Gibt es aktuelle Entwicklungen oder Herausforderungen im Bereich der biologischen Betreuung?
Börgers: Aktuell ist das vor allem die Umstellung von Energiepflanzen wie z.B. Mais auf neue Inputstoffe wie z.B. verschiedene Mistarten. Der Treiber ist hier ganz eindeutig der Maisdeckel im EEG sowie das neue Biomassepaket. Aber auch die THG-Quote ist für viele Betreiber ein wichtiger Parameter.
Da die Gasausbeute dieser Substrate meist geringer ausfällt als bei der Nutzung von Mais oder anderen klassischen Substraten, brauchen wir im Vergleich mehr Input. Dies führt zu einer höheren Faulraumbelastung. Der Biologie kommt dadurch eine noch wichtigere Bedeutung zu. Neben dem gezielten Einsatz klassischer natürlicher Substrate lässt sich dem mit Repoweringprodukten entgegenwirken. Wir sprechen hier von Maßnahmen wie gezielter Beeinflussung von biologischen Prozessen oder spezialisierten Verfahren zur Behandlung der Biomasse. Durch ein weiteres spezielles Verfahren zur Rückführung der Biomasse in den biologischen Prozess, sorgen wir zusätzlich für höheren Ertrag. Diese Verfahren werden auch schon hundertfach in Biogasanlagen umgesetzt und haben die Erträge signifikant gesteigert.

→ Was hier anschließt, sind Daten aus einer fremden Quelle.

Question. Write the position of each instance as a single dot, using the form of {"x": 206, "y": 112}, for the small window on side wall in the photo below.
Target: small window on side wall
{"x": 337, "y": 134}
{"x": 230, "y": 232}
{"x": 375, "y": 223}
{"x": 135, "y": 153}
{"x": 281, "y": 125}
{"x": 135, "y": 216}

Wie wird sich der Austausch von Komponenten im Kontext der Flexibilisierung entwickeln?
Börgers: Die künftigen Herausforderungen sorgen dafür, dass viele Betreiber sich mit der Flexibilisierung strategisch auf neue Anlagenkonzepte und Komponenten umstellen müssen. Ebenso kann beim turnusmäßigen Austausch des Fermenterdachs auf ein größeres Speichervolumendach gewechselt werden. Es gibt eine Vielzahl von Konzepten und Möglichkeiten, um für jeden Betreiber eine sinnvolle und nachhaltige Zukunftsplanung zu entwickeln und das volle Potential der Anlage auszuschöpfen.